Maltrattamenti in famiglia Catania: arrestato 22enne
I carabinieri del Nucleo Radiomobile sono intervenuti al quartiere Canalicchio dopo la segnalazione di residenti: la giovane aveva il viso insanguinato.
Un episodio di maltrattamenti in famiglia a Catania si è consumato al quartiere Canalicchio. I Carabinieri del Nucleo Radiomobile hanno arrestato un 22enne catanese con l’accusa di maltrattamenti in famiglia e lesioni personali ai danni della fidanzata, una ragazza di 20 anni. I fatti risalgono al 28 luglio 2026.
La segnalazione al 112 e l’intervento dei militari
A far scattare l’allarme sono stati alcuni residenti dello stabile, che hanno chiamato il 112 dopo aver notato sulle scale una giovane con il volto sanguinante in compagnia di un ragazzo. I carabinieri, coordinati con la Centrale Operativa, sono arrivati sul posto in breve tempo. Nel giardino antistante l’ingresso dell’edificio hanno trovato la 20enne, visibilmente scossa, con il viso e gli indumenti sporchi di sangue.
Cosa è successo: la ricostruzione della vittima
La ragazza ha raccontato ai militari di essere stata aggredita dal fidanzato poco prima del loro arrivo. Il movente, stando al suo racconto, sarebbe legato all’uso di sostanze stupefacenti da parte del giovane: la vittima si opponeva a quel comportamento, consapevole degli effetti che l’assunzione aveva sul suo umore e sulla sua aggressività. Proprio il tentativo di impedirgli di consumare stupefacente avrebbe scatenato la reazione violenta del ragazzo, che l’avrebbe colpita ripetutamente al volto e tentato di strangolarla stringendole le mani al collo.
La giovane è stata trasportata al pronto soccorso di un ospedale catanese per accertamenti e cure. Le lesioni riportate al volto hanno reso necessario il ricorso alle cure mediche, circostanza che ha permesso ai carabinieri di documentare con maggiore precisione quanto accaduto e di raccogliere gli elementi necessari per procedere all’arresto.
Maltrattamenti in famiglia a Catania: una storia di violenze già nota alla vittima
Agli inquirenti la ragazza ha confidato che non si trattava di un episodio isolato.
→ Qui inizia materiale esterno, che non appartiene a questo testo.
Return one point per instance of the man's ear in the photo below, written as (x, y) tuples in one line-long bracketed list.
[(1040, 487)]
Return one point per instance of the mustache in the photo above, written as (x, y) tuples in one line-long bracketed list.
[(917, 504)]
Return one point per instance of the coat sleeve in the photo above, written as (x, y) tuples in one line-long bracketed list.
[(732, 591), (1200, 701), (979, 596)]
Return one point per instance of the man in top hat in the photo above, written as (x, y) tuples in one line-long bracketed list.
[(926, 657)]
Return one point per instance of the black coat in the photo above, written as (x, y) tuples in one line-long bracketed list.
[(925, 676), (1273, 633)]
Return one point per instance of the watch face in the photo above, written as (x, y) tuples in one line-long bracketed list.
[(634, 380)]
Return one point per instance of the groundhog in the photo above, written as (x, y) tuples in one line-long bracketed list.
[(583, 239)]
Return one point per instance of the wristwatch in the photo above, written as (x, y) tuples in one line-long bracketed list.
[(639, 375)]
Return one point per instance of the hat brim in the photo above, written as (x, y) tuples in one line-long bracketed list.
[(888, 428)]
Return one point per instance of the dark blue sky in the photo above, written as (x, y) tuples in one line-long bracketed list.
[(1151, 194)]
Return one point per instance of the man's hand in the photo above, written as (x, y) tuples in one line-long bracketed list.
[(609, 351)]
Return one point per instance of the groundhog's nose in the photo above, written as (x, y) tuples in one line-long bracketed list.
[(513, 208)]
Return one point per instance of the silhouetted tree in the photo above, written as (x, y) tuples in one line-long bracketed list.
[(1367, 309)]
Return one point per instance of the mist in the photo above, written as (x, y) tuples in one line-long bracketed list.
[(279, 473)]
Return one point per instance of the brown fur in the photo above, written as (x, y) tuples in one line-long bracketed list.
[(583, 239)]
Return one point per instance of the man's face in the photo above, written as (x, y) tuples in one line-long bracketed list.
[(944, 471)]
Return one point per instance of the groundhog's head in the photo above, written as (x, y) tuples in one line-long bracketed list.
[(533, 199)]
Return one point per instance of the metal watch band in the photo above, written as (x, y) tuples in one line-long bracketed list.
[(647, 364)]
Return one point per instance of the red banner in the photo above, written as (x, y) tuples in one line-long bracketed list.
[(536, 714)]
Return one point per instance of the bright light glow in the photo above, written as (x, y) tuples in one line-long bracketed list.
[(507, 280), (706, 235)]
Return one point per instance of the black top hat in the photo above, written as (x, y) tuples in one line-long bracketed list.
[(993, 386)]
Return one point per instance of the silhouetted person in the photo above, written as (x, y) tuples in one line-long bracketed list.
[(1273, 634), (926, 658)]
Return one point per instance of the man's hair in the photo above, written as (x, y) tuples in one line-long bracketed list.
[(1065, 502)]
Da tempo, ha riferito, sarebbe vittima di aggressioni fisiche da parte del fidanzato, ma non aveva mai sporto denuncia né si era mai rivolta a strutture sanitarie per i traumi subiti. La sera del 28 luglio è stata la prima volta che la violenza è arrivata all’attenzione delle forze dell’ordine.
Il caso richiama l’attenzione su un fenomeno purtroppo diffuso: quello delle vittime di violenza domestica che non denunciano per paura, vergogna o dipendenza emotiva dal partner. Secondo i dati disponibili, molti episodi di maltrattamento restano sommersi per mesi o anni prima che emerga una segnalazione. In questo caso, è stata la reazione di cittadini attenti a permettere un intervento tempestivo delle forze dell’ordine.
Arresti domiciliari su disposizione dell’autorità giudiziaria
Sulla base degli indizi raccolti, da verificare in sede giurisdizionale, il 22enne è stato arrestato. Su disposizione dell’Autorità Giudiziaria si trova ora agli arresti domiciliari.
Ai sensi di legge, l’indagato è da ritenersi innocente fino a eventuale condanna definitiva.